Desenvolvimento – A pasta de Desenvolvimento Econômico e Social, por sua vez, deve se unir à de Ciência e Tecnologia, pois Sartori teria "um gosto" em aproximar essas duas áreas. Também o Conselho de Desenvolvimento Econômico e Social, hoje com status de pasta, deverá ser absorvido por essa secretaria. O Gabinete dos Prefeitos também irá desaparecer do desenho e a relação com os prefeitos ficará sob a responsabilidade da Casa Civil. A Secretaria de Políticas para as Mulheres também não deverá permanecer. "Há uma tendência, não uma decisão", observou Fogaça, quanto à possibilidade de extinção e fusão das pastas mencionadas.

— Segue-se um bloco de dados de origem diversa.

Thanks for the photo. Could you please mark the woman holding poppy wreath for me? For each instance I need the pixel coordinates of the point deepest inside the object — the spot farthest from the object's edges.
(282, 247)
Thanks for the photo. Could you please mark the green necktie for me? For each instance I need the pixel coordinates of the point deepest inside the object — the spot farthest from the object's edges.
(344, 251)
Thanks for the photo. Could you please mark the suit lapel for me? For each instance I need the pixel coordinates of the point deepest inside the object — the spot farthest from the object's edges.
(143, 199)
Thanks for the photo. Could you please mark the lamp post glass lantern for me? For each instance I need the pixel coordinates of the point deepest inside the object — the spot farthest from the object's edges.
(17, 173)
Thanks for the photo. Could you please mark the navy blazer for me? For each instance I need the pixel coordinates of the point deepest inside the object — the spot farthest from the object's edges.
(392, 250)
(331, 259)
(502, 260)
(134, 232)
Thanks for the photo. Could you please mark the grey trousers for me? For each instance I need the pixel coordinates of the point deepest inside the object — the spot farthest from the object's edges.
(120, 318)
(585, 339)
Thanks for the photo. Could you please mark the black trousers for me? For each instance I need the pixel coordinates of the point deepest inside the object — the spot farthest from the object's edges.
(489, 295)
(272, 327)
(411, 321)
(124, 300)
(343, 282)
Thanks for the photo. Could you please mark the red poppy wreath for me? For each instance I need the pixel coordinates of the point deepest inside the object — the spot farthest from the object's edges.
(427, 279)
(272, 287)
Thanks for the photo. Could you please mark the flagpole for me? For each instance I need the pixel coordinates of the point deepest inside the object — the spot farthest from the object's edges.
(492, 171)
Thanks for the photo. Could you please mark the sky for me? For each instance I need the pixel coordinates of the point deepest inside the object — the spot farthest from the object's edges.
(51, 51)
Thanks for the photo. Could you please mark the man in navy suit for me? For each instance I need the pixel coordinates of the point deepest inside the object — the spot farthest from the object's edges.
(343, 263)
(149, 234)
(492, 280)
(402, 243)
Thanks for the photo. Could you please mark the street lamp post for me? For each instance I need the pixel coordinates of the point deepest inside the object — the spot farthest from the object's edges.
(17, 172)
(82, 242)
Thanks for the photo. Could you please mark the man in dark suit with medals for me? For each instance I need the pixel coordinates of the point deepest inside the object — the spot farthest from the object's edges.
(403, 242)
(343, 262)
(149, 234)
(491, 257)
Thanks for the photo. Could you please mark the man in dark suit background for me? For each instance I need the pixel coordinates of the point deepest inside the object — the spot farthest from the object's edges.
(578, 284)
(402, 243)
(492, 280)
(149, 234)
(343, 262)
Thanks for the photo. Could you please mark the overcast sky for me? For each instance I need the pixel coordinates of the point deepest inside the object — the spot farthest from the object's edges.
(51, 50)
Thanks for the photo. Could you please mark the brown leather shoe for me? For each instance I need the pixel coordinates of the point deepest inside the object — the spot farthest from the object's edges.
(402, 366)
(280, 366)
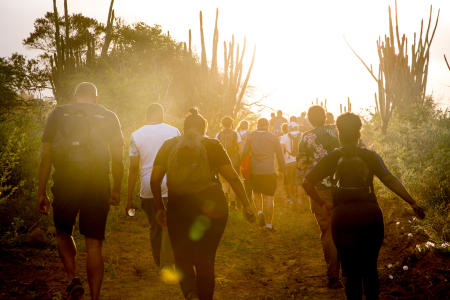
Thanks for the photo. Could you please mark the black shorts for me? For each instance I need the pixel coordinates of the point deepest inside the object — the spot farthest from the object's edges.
(265, 184)
(290, 174)
(91, 202)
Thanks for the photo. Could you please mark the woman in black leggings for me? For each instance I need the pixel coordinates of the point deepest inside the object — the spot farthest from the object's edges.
(357, 220)
(197, 210)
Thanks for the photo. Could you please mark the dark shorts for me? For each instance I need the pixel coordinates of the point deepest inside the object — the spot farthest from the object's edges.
(90, 202)
(265, 184)
(290, 177)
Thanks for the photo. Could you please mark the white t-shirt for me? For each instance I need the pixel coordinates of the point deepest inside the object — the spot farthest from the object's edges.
(145, 143)
(287, 141)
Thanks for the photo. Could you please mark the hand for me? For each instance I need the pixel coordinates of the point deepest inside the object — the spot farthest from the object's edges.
(161, 218)
(129, 206)
(114, 198)
(43, 204)
(248, 214)
(420, 213)
(327, 208)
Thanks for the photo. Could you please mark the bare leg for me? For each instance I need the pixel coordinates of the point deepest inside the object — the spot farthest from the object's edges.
(258, 201)
(67, 251)
(95, 266)
(268, 208)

Em relação à pasta de Políticas para Mulheres, o porta-voz do governador eleito disse que está sendo estudado "um órgão" para concentrar as ações voltadas à chamadas minorias. "Há um entendimento que as políticas de gênero, de etnias, de direitos humanos, das pessoas com deficiência têm um grande caráter de transversalidades entre as secretarias", justificou Fogaça, sobre "o órgão ou gabinete" que fará a interligação com as outras pastas. Em contrapartida, a Secretaria de Infraestrutura e Logística será desmembrada em Transportes e Minas e Energia. Ainda se especula a extinção das secretarias de Economia Solidária, da Comunicação e da Assessoria Superior.

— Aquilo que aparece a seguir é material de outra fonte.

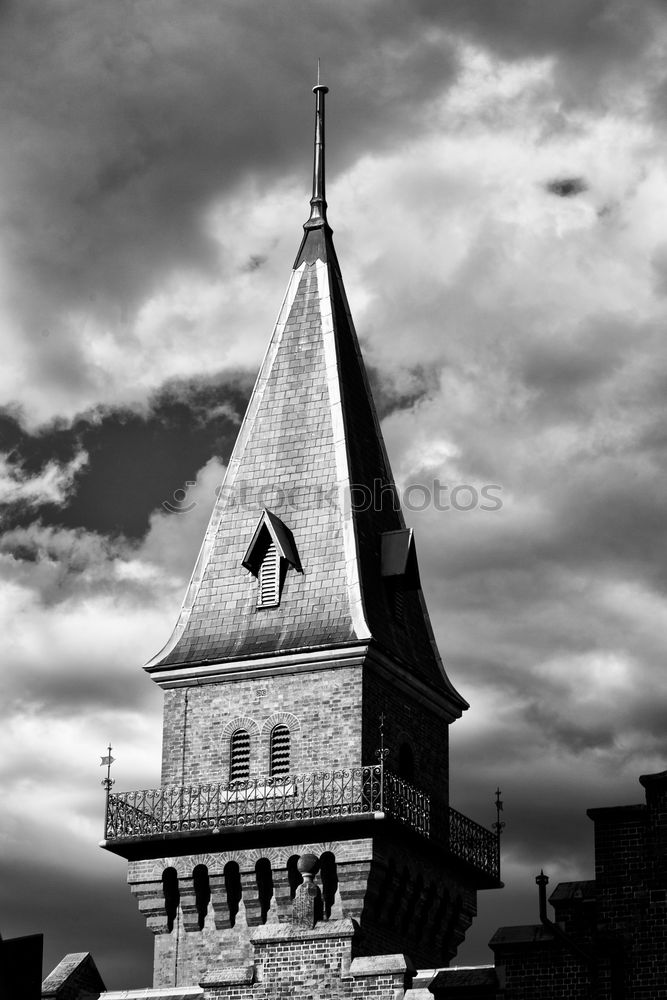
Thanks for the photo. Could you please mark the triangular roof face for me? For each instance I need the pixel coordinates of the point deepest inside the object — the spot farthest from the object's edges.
(310, 449)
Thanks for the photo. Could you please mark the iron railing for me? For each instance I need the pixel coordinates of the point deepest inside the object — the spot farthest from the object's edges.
(474, 844)
(257, 802)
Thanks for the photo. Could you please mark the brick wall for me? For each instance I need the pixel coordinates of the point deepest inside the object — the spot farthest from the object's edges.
(322, 709)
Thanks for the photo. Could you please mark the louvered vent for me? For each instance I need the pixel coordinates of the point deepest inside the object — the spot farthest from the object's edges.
(280, 750)
(269, 584)
(239, 756)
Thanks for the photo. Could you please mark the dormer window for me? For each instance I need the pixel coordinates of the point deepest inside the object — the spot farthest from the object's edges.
(269, 578)
(399, 570)
(270, 553)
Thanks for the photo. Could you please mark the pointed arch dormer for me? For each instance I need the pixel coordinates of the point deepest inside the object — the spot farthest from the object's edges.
(399, 569)
(269, 555)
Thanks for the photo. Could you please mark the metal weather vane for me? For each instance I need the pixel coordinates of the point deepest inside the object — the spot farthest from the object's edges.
(499, 825)
(108, 761)
(382, 752)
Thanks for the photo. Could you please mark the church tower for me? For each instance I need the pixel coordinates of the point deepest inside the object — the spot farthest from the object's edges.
(304, 801)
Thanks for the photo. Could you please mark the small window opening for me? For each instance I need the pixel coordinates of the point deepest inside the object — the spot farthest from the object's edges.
(172, 896)
(239, 755)
(329, 877)
(233, 889)
(202, 892)
(294, 876)
(269, 579)
(279, 754)
(264, 877)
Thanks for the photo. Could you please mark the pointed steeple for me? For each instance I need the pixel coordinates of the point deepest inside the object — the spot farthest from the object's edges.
(316, 243)
(310, 454)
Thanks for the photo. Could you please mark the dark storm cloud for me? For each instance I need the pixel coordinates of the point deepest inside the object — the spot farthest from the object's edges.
(567, 187)
(399, 391)
(136, 460)
(125, 121)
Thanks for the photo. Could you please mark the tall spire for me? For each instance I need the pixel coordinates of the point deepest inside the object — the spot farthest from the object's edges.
(311, 451)
(318, 204)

PDT – Se aprovada a participação no governo, o PDT terá, além de Vieira da Cunha na Educação, um deputado estadual no comando da supersecretaria de Obras. Conforme o presidente estadual da sigla, Pompeo de Mattos, a escolha está entre Eduardo Loureiro, ex-prefeito de Santo Ângelo, Gerson Burmann e Diógenes Basegio. Loureiro seria o mais cotado.

Déficit de R$ 5,5 bilhões em 2015

Na quarta-feira, o grupo técnico encarregado de analisar as finanças do Estado apresentou ao governador eleito as alternativas para enfrentar a situação difícil e caberá a Sartori e ao secretário Govani Feltes definir quais serão adotadas.

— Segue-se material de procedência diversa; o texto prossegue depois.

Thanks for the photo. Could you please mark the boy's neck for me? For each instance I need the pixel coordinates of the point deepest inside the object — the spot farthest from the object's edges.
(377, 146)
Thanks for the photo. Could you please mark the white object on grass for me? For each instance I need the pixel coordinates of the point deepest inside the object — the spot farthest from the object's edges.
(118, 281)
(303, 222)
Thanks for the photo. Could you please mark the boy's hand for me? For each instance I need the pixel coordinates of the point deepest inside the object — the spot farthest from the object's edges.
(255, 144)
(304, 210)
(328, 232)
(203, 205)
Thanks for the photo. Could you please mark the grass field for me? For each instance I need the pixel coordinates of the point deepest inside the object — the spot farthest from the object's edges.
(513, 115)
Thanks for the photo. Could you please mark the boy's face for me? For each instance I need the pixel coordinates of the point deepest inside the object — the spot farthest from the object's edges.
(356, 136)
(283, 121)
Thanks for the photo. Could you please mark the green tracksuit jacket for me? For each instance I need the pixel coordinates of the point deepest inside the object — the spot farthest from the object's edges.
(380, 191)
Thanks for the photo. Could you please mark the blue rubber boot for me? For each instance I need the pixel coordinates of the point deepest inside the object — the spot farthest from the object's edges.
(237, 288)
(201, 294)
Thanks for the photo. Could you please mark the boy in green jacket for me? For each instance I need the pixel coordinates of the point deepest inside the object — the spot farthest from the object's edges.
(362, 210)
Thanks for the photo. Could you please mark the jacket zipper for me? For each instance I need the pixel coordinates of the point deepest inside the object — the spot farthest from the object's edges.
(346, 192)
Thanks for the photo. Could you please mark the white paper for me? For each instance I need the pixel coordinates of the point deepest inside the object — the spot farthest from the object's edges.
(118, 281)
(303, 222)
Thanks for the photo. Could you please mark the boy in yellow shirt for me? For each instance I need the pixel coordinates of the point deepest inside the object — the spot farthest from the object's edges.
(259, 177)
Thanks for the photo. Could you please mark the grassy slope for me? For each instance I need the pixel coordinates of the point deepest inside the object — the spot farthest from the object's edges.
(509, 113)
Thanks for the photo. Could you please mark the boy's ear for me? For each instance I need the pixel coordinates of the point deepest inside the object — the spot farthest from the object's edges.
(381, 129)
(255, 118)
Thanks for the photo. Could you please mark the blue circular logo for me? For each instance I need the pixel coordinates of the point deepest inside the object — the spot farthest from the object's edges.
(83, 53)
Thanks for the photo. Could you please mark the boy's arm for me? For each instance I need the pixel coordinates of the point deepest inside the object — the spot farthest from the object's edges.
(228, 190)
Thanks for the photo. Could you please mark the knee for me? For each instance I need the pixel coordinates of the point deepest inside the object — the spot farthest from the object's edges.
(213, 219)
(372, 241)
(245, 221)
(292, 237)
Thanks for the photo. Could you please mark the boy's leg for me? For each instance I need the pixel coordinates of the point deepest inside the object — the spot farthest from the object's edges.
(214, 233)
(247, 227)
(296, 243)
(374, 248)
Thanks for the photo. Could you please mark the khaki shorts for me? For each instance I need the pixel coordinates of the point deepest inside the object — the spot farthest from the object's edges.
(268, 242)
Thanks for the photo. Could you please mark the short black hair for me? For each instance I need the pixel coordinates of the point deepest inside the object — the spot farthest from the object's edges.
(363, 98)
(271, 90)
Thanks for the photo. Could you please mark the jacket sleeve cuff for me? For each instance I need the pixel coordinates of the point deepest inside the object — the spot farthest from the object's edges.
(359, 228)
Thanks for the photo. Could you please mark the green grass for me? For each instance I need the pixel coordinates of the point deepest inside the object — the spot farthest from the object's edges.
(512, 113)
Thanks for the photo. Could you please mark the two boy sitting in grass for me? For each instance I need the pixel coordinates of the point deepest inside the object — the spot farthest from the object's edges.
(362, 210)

Segundo Fogaça, os técnicos apontaram para 2015 um déficit de R$ 5,5 bilhões e que não será possível contar com o saque dos depósitos judiciais, pois 85% do valor já teriam sido utilizados. “Medidas drásticas terão de ser tomadas”, afirmou Fogaça. Ele garantiu, no entanto, que Sartori não adotará alternativas “extremistas”. E acrescentou: “Jamais (o governador) vai deixar de pagar a folha de pagamento”.  Também descartou aumento de impostos.

Além da folha, a prioridade, segundo ele, é a manutenção dos programas sociais. “Depois, vem o resto”, completou o porta-voz do governador, apontando que medidas para aumentar a receita pode ser uma alternativa para amenizar a crise financeira.